For a different view of what is going on, you may use trepctl status -name shards. A Shard, in this context, is the criteria used to split the transactions across channels. By default, it happens by database. We will inspect its mechanics more closely in another post. For now, let's have a look at what shards we have in our slave:
trepctl -host tungsten2 status -name shards
NAME                VALUE
----                -----
appliedLastEventId: 000002:0000000000000763;41
appliedLastSeqno  : 4
appliedLatency    : 0.0
eventCount        : 2
shardId           : mydb1
stage             : q-to-dbms
NAME                VALUE
----                -----
appliedLastEventId: 000002:0000000000001305;46
appliedLastSeqno  : 8
appliedLatency    : 0.0
eventCount        : 4
shardId           : mydb2
stage             : q-to-dbms
NAME                VALUE
----                -----
appliedLastEventId: 000002:0000000000000939;43
appliedLastSeqno  : 6
appliedLatency    : 0.0
eventCount        : 2
shardId           : mydb3
stage             : q-to-dbms
NAME                VALUE
----                -----
appliedLastEventId: 000002:0000000000000426;34
appliedLastSeqno  : 0
appliedLatency    : 0.0
eventCount        : 6
shardId           : tungsten_logos
stage             : q-to-dbms
You may read the information quite easily. Each shard tells you by which key it was identified (shardID), and this is the same as the database name. The appliedLastSeqno and stage we have met already. The appliedLatency is roughly equivalent to MySQL's seconds behind master, but more granular than that. And eventCount tells you how many transactions went through this shard.
If you are the adventurous type, you may have a look at the THL itself, and get a glimpse of how the replication and the parallelism works.
In the slave, type the following
# slave
thl -service logos list |less
Then look for "SEQ#" and you will find the global transaction IDs, or look for "shard=", and you will see the split by database.

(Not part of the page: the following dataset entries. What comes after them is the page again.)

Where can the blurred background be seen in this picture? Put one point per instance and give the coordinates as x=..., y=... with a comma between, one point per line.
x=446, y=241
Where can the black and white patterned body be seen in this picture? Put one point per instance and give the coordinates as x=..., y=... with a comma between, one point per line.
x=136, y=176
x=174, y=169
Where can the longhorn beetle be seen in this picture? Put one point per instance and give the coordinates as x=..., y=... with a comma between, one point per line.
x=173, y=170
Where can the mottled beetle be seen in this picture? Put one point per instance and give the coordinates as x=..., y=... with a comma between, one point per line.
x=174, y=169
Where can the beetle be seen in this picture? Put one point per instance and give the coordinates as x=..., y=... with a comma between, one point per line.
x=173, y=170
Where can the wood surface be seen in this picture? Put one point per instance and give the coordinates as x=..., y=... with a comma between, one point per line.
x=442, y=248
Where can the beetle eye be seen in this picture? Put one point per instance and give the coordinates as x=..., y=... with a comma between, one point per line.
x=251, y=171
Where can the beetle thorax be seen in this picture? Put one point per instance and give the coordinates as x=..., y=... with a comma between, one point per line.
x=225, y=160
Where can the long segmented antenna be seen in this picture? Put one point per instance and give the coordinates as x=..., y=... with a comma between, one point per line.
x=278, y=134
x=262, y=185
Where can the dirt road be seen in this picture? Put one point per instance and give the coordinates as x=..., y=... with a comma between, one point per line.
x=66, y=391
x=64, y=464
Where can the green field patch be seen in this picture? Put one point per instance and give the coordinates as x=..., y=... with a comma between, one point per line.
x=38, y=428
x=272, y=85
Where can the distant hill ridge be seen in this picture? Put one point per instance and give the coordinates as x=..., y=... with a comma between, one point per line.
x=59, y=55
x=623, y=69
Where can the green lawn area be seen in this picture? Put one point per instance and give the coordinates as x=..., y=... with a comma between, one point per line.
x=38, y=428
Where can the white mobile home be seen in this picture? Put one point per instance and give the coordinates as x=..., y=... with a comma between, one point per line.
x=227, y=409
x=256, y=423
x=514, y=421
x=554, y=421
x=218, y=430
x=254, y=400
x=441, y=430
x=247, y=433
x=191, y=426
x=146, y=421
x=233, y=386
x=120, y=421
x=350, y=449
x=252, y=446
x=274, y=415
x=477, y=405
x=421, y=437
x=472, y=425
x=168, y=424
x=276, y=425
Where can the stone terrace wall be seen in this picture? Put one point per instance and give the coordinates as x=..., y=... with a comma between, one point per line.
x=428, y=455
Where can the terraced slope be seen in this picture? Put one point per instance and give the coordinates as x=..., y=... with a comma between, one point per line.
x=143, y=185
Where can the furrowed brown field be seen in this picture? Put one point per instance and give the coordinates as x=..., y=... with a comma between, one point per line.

More goodies will come next week. Until then, happy hacking!

2 comments:

Mark Callaghan said...

Is slave replication state crash proof? I am in the middle of fixing an obscure bug in rpl_transaction_enabled from the Google/Facebook patches. I do not enjoy maintaining that code.

Robert Hodges said...

In general yes. We commit current locations in the trep_commit_seqno table as well as persistently in the disk storage. However, there's no two-phase commits--it's more like sliding window messaging protocol. When there's a recovery we propagate recovery points backwards through the messaging flow then re-extract transactions where in doubt. Appliers are taught to discard things they have already seen.

The particular "no" would be if you had a crash on the master *and* slave disk failure simultaneously. In this case some transaction loss might occur. However, that's thankfully very rare.